Battery electrodes normally consist of a metal foil with a thin coating, which contains the active components that are responsible for storing energy. “The conventional coating process uses a wet chemical method that applies what is known as slurry,” explains Benjamin Schumm, group manager for Chemical Coating Technologies at IWS. The active material, conductive carbon and binders are dispersed in a solvent to make a kind of paste, which is initially applied to the metal foil to form a wet coating. “Extremely large machines with very long drying tracks are needed to ensure that the solvent will evaporate afterward,” he continues. “With DRYtraec, we can design this process more efficiently.”

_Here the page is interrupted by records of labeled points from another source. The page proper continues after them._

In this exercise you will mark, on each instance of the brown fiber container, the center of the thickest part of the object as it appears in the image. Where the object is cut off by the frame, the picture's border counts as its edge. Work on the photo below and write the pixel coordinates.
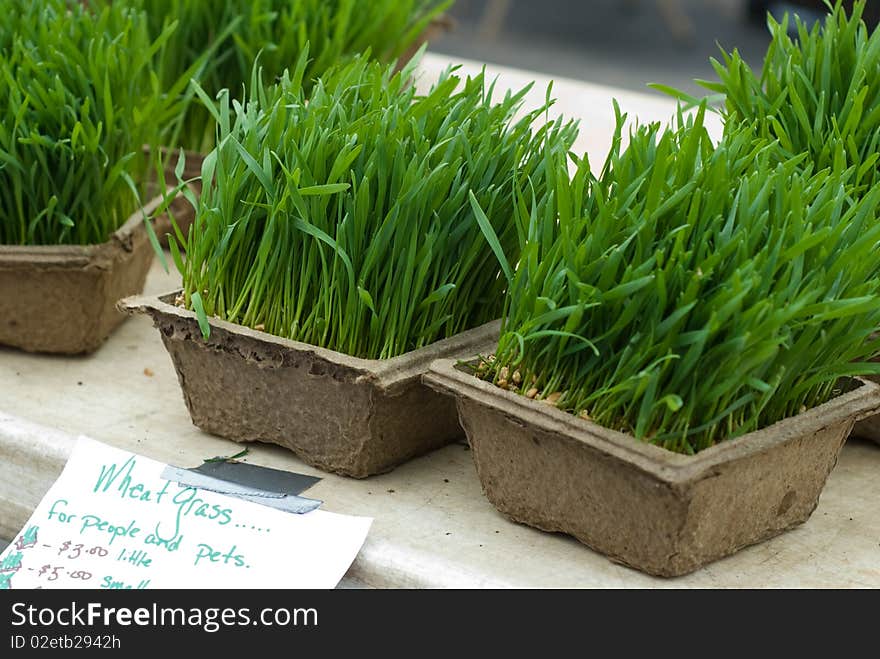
(346, 415)
(62, 299)
(657, 511)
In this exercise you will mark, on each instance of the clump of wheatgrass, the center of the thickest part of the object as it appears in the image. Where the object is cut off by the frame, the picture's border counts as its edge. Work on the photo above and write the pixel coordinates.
(218, 43)
(691, 292)
(78, 100)
(343, 219)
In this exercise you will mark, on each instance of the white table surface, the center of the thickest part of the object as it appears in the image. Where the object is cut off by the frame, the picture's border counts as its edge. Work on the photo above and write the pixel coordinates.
(433, 527)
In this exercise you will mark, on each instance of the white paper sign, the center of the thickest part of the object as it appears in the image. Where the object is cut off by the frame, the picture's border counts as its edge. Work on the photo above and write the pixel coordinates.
(112, 521)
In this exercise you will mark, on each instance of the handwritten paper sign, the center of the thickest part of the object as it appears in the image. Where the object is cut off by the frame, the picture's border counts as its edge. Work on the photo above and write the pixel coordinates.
(112, 521)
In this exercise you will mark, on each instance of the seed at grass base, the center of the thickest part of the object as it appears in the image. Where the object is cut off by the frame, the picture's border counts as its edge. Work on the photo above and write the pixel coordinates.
(552, 399)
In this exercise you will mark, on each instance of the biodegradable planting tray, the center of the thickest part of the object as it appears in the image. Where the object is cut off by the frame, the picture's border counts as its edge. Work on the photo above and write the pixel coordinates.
(346, 415)
(62, 299)
(660, 512)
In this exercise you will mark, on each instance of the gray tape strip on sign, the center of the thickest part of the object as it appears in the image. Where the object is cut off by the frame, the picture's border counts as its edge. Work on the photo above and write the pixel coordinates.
(289, 503)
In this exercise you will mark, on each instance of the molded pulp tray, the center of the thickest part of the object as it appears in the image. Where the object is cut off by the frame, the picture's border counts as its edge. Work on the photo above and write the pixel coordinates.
(62, 299)
(346, 415)
(649, 508)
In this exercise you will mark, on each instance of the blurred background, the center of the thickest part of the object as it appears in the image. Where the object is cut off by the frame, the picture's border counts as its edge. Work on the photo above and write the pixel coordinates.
(623, 43)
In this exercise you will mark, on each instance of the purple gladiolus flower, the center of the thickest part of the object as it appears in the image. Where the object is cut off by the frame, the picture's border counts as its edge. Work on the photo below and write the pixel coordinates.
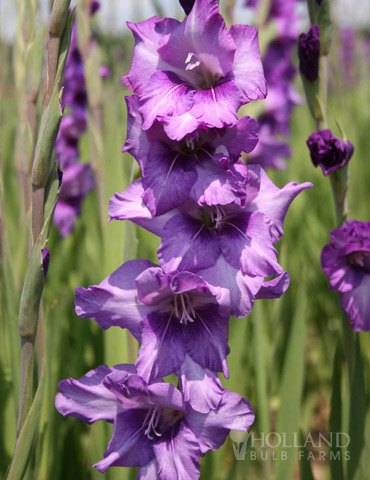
(346, 262)
(229, 246)
(187, 5)
(329, 151)
(172, 315)
(104, 71)
(309, 53)
(78, 181)
(200, 167)
(194, 74)
(155, 428)
(45, 256)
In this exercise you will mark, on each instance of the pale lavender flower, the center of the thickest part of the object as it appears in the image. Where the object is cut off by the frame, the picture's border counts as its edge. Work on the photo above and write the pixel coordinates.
(155, 428)
(189, 77)
(173, 316)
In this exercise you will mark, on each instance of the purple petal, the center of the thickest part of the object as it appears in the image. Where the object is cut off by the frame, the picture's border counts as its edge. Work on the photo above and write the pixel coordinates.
(88, 398)
(201, 44)
(357, 305)
(217, 186)
(149, 472)
(217, 106)
(153, 286)
(206, 339)
(246, 243)
(168, 179)
(194, 247)
(211, 430)
(146, 59)
(128, 205)
(247, 69)
(178, 456)
(234, 291)
(137, 143)
(274, 288)
(273, 201)
(45, 256)
(162, 349)
(242, 137)
(165, 95)
(200, 387)
(129, 446)
(114, 301)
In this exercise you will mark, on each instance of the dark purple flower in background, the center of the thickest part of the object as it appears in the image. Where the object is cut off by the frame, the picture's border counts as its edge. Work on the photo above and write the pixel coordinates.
(45, 256)
(270, 151)
(78, 180)
(346, 262)
(309, 53)
(328, 151)
(187, 5)
(173, 315)
(155, 428)
(187, 77)
(200, 167)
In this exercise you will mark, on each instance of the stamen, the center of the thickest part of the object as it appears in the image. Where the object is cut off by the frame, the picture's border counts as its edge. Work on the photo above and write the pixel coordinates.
(153, 422)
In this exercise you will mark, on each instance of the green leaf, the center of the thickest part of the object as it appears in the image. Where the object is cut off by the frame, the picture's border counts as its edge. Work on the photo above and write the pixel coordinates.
(304, 462)
(322, 18)
(28, 435)
(357, 414)
(291, 392)
(335, 420)
(51, 118)
(312, 96)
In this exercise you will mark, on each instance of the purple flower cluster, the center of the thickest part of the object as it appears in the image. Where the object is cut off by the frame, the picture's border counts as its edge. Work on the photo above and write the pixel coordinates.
(78, 179)
(346, 262)
(309, 53)
(273, 148)
(218, 221)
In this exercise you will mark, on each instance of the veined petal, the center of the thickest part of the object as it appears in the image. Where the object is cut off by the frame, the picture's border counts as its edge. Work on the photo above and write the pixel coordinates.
(203, 35)
(211, 430)
(246, 243)
(273, 201)
(162, 348)
(235, 292)
(247, 68)
(165, 95)
(200, 386)
(178, 456)
(146, 59)
(87, 398)
(128, 205)
(114, 301)
(194, 247)
(129, 446)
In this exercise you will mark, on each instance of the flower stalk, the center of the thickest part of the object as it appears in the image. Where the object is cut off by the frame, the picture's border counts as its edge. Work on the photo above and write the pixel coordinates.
(44, 198)
(320, 15)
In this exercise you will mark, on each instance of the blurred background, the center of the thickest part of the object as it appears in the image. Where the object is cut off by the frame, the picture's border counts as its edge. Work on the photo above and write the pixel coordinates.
(281, 355)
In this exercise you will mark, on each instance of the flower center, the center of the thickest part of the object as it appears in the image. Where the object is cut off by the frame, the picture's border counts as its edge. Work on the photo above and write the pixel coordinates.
(360, 261)
(184, 310)
(213, 216)
(206, 78)
(159, 420)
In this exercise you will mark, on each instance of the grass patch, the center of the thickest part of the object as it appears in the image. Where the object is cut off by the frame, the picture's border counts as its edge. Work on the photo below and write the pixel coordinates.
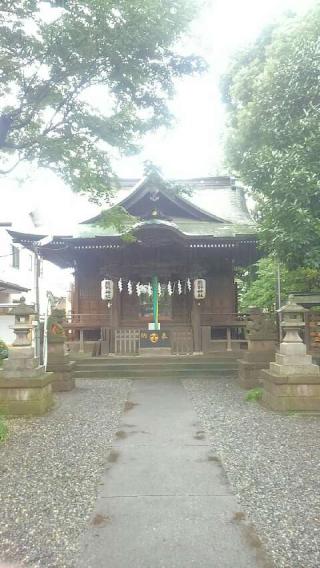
(254, 394)
(3, 429)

DRYtraec uses similar raw materials as in the slurry process, but instead of a solvent, a special binder is used. These materials form a dry mixture that is fed into a calender gap — the space between two rollers rotating in opposite directions. The crucial detail is that one of the rollers must be turning faster than the other. This induces a shear force that ensures that the binder forms thread-like networks (fibrils). The process is designed so that both sides of the film can be coated simultaneously. The resulting coil then is cut to the required size. The process not only eliminated the need for solvent, but also the final, energy- and time-intensive drying step.

The first prototype DRYtraec systems were commissioned as part of the DryProTex funding project, which demonstrated that it is possible to manufacture electrodes continuously, regardless of the type of battery. Discussions are currently underway with several automobile and cell manufacturers to plan the construction of a number of pilot systems.